Я никогда после этого не бывал во Фрайбурге— так получилось. Я пригласил Хайдеггера к себе. Он был столь любезен, что стал приезжать, как более способный к путешествиям. И если на протяжении многих лет между нами крепла и существовала живая связь, то основывалась она на его частых наездах к нам в Гейдельберг. Наши отношения, однако, так и остались замкнутыми в себе. Я не знакомил Хайдеггера со своими друзьями, кроме тех, кто случайно заглядывал ко мне во время его посещений. Он не знакомил меня со своими. Мы не намеренно вели себя так. Но все же в этом было что‑то неладное — как будто мы оба не хотели допускать друг друга в свой собственный субстанциональный мир.
Когда Хайдеггер приезжал к нам, мы имели обыкновение работать, а несколько раз в день встречались и беседовали. Уже первые наши беседы воодушевили меня необыкновенно. Вряд ли кто‑то способен представить себе то удовлетворение, которое я испытал от сознания, что могу серьезно разговаривать хотя бы с одним из представителей философского цеха.
Что же у нас было общего? Если мы на протяжении некоторого отрезка времени чувствовали, что идем одним путем, то это, как выясняется теперь, было, наверное, заблуждением. Хотя для меня это — никакое не заблуждение, а самая что ни на есть истина, в которой я не сомневаюсь и поныне. Было очевидно, что мы оба находимся в оппозиции к традиционной профессорской философии. Где‑то в глубине наших душ жила уверенность, что в профессорской философии, в сферу которой мы оба вторглись, намереваясь преподавать и действовать, требуется произвести нечто вроде переворота. Мы оба чувствовали, что наша задача — обновление философии. Не всей философии вообще, разумеется, а той разновидности ее, которая в то время бытовала в университетах. Общей была и захваченность философией Кьеркегора.
Во время наших бесед больше говорил я. Наши темпераменты заметно различались. Хайдеггер был по природе молчун, и поэтому мне иногда приходилось говорить чересчур много.

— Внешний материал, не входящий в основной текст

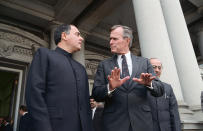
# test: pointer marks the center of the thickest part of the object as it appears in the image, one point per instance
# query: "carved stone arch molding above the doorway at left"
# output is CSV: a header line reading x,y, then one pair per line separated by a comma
x,y
17,42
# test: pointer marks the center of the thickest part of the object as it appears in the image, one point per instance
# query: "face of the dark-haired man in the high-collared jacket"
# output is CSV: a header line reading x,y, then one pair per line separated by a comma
x,y
74,39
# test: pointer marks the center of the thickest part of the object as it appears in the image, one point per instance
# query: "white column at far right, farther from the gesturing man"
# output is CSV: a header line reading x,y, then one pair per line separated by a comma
x,y
183,52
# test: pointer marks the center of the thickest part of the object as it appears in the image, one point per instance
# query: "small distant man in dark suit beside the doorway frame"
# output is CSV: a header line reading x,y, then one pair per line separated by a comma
x,y
24,124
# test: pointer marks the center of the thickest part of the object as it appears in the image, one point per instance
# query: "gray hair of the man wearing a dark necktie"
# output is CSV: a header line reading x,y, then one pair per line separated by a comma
x,y
127,32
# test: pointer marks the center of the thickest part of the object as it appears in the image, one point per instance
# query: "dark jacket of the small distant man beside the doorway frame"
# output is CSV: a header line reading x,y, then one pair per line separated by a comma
x,y
24,124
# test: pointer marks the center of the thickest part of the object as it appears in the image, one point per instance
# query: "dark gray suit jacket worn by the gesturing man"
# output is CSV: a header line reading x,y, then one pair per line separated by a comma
x,y
128,104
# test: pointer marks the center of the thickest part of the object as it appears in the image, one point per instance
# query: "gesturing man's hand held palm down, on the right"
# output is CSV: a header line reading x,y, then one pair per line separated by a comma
x,y
145,79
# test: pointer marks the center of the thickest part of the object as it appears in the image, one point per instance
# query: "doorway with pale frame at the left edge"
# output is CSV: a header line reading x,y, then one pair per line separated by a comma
x,y
10,93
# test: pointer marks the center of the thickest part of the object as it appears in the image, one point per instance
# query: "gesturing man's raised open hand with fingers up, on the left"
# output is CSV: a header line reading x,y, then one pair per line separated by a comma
x,y
114,79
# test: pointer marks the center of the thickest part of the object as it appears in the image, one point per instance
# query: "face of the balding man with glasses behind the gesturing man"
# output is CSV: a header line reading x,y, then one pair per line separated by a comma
x,y
157,66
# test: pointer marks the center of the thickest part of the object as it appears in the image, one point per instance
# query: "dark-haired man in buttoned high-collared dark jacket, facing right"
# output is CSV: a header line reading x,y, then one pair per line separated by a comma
x,y
57,92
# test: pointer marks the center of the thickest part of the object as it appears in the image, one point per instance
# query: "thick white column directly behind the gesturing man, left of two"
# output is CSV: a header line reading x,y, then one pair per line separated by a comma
x,y
154,40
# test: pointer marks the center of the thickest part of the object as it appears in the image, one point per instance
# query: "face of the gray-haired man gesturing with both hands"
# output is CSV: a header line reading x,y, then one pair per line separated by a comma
x,y
118,44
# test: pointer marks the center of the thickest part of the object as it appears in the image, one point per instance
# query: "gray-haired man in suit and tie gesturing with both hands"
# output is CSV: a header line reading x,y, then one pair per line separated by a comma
x,y
126,104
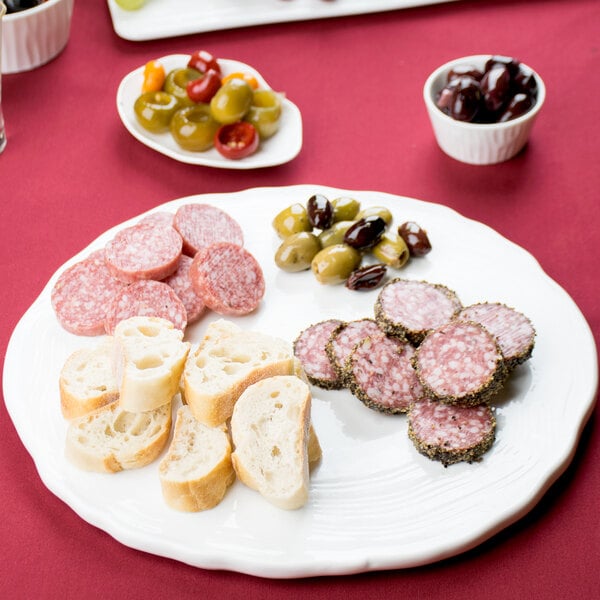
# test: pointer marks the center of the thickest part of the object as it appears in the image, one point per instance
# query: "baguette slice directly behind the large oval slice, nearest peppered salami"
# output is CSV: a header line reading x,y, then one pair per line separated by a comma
x,y
225,363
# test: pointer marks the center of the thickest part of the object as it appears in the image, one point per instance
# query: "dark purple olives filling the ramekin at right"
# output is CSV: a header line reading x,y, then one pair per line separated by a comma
x,y
501,92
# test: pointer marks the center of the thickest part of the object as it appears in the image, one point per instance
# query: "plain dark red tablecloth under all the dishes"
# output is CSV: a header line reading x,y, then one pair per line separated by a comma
x,y
71,171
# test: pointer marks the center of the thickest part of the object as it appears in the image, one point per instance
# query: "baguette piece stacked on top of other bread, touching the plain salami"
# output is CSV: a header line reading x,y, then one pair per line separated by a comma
x,y
149,360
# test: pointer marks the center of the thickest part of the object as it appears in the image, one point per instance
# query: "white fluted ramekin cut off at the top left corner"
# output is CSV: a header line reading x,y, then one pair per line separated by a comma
x,y
33,37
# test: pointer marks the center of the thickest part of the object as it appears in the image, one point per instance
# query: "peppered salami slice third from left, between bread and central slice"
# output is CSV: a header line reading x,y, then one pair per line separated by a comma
x,y
381,374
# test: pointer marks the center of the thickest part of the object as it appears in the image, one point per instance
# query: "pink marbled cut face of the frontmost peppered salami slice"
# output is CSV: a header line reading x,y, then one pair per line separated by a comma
x,y
450,428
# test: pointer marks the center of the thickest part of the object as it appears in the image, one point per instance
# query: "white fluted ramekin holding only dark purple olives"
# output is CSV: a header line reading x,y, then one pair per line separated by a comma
x,y
478,143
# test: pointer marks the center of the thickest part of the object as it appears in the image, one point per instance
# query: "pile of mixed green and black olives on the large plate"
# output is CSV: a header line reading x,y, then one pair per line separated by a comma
x,y
333,237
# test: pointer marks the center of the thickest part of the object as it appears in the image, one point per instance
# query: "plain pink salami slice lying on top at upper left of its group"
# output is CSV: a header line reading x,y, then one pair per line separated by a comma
x,y
143,251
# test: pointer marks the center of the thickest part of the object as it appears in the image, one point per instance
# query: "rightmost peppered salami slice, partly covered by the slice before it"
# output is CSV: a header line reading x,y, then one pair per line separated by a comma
x,y
513,330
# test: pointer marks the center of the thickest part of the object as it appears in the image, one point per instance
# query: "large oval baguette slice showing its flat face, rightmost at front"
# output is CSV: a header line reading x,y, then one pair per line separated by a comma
x,y
270,432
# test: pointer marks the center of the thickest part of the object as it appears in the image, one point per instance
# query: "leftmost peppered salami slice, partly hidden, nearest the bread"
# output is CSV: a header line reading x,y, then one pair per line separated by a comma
x,y
310,348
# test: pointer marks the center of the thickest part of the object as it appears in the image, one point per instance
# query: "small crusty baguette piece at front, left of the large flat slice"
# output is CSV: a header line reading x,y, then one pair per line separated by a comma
x,y
197,470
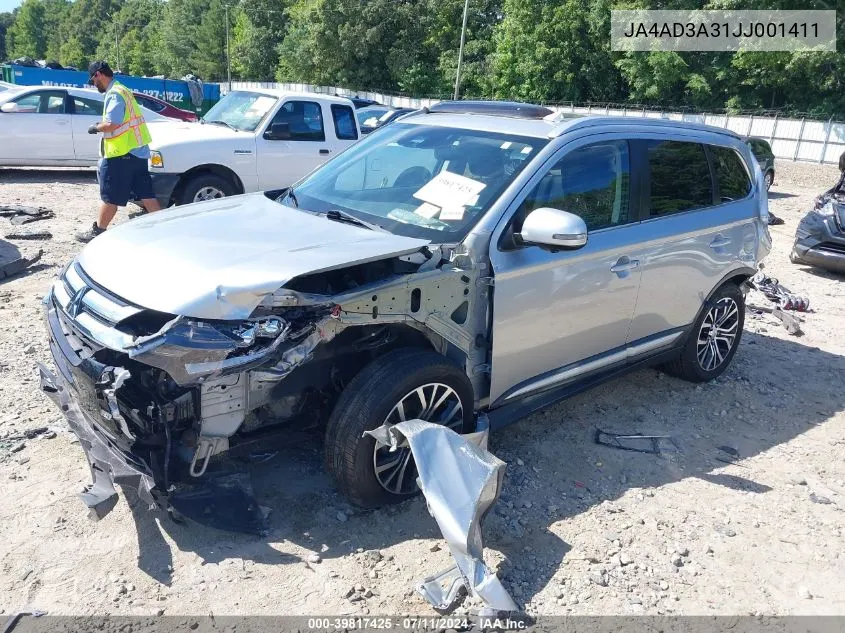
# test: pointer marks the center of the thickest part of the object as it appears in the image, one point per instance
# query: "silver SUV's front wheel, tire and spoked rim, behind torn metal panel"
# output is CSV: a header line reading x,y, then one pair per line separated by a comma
x,y
402,385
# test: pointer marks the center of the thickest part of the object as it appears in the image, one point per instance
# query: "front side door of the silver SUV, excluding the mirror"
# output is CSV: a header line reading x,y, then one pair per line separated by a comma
x,y
559,314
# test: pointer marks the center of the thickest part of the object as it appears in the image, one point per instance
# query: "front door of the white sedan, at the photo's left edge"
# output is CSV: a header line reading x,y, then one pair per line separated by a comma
x,y
39,131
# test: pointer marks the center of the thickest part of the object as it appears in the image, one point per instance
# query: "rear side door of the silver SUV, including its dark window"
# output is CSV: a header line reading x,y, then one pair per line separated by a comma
x,y
698,219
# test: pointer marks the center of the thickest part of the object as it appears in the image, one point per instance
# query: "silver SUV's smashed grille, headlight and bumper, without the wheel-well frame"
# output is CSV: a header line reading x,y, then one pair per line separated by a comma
x,y
152,397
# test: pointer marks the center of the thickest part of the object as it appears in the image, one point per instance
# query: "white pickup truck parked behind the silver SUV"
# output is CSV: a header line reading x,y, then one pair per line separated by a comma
x,y
251,140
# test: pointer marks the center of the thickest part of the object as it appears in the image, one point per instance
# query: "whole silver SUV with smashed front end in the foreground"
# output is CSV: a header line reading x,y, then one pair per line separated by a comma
x,y
470,262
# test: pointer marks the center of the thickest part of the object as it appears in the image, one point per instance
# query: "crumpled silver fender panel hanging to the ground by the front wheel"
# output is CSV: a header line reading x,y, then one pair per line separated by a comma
x,y
461,481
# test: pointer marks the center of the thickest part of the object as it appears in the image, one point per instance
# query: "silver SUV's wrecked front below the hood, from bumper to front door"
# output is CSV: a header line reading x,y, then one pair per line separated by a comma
x,y
154,397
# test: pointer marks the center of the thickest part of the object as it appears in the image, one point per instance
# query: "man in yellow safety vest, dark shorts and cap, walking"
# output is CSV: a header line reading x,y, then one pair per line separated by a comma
x,y
124,151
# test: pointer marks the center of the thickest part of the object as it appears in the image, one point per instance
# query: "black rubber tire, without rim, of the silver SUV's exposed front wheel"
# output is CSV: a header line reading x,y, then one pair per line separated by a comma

Порой случайные события наталкивали нас на новые философские мысли. Тогда, в середине двадцатых годов, в Гейдельберге была такая традиция — приносить мне, в прошлом — психиатру, ныне — преподавателю философии, те заумные письма, которые иногда приходили в ректорат и ставили в тупик его служащих. Так, однажды педель принес мне письмо от служанки из Франкфурта: «Хочется знать, может, есть что‑то меньшее, чем ничто». Послание, написанное с орфографическими и грамматическими ошибками, содержало вопрос, возникший в состоянии страха и адресованный научным светилам: может, на самом деле этого ничто нет? У автора данного письма — заклинания, видимо, начиналась шизофрения. Написано оно было явно под влиянием мысли о смерти. Но способ выражаться был необычайно абстрактный. Я сразу рассказал об этом Хайдеггеру, бывшему у меня в гостях. Он отнесся к этому письму с совершенной серьезностью, как и я сам, чего не сделал бы ни один из моих коллег. Мы сошлись во мнении, для нас совершенно очевидном: иронические замечания педеля есть символ того, что мир ни о чем таком не догадывается и не подозревает.